Un duo pour une folle aventure

« J’ai souffert dans sa roue », a déclaré Alaphilippe, le plus souvent dans le sillage du triple champion du monde du contre-la-montre lancé dans une folle aventure, aussi belle que risquée. Car les équipes intéressées par le succès d’étape (Katusha, Direct Energie et surtout Tinkoff), méfiantes à l’égard des capacités de rouleur de Martin, ont lancé la poursuite sans attendre les cent derniers kilomètres.

Le duo a ralenti seulement quand le peloton s’est rapproché à moins d’une minute et demie, à une trentaine de kilomètres de l’arrivée. Alaphilippe, épuisé après avoir déjà beaucoup donné la veille, s’est relevé sur un faux-plat sous la banderole des 25 derniers kilomètres. Quelques minutes plus tard, Martin a été rejoint à son tour (173 km d’échappée).

Dans la traversée de Berne, que le Portugais Rui Costa a abordé en éclaireur avec le gros du peloton aux trousses (12 sec aux 7 km), aucun coureur n’a pu se dégager. Le peloton s’est fractionné sans que le porteur du maillot jaune, le Britannique Chris Froome, soit piégé dans la cassure.

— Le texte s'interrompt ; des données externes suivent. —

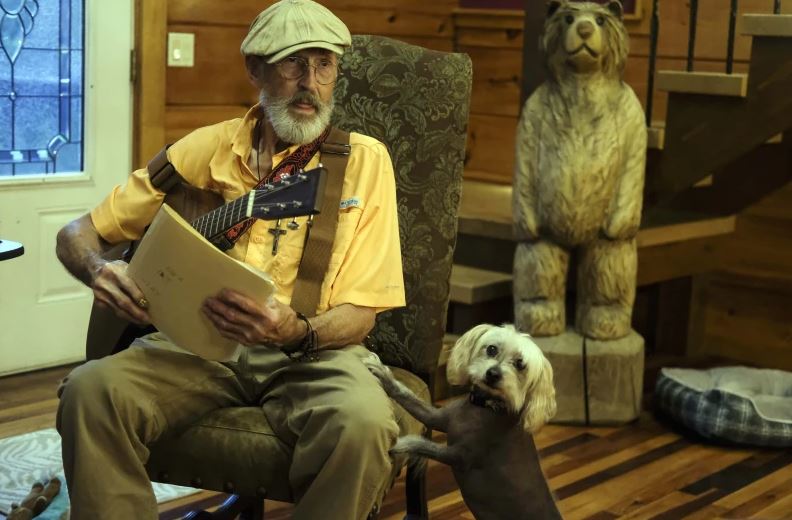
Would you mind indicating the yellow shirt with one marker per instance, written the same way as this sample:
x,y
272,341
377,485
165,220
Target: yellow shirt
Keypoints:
x,y
365,266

Au sprint, l’Allemand John Degenkolb, qui avait bénéficié du travail de son coéquipier français Warren Barguil dans la dernière côte, avant la flamme rouge du dernier kilomètre, n’a pu faire mieux que 4e, derrière le Norvégien Sondre Holst Enger. A domicile, puisqu’il habite à 4 kilomètres du stade de Suisse, site de l’arrivée, le Suisse Fabian Cancellara a obtenu un accessit (6e). « Il m’a manqué un peu de force sur la fin », a reconnu « Spartacus », qui dispute son dernier Tour.

Froome, 13e de l’étape, a passé une journée tranquille. Il ne reste plus que cinq journées de course pour le vainqueur sortant, grand favori pour une troisième victoire à Paris.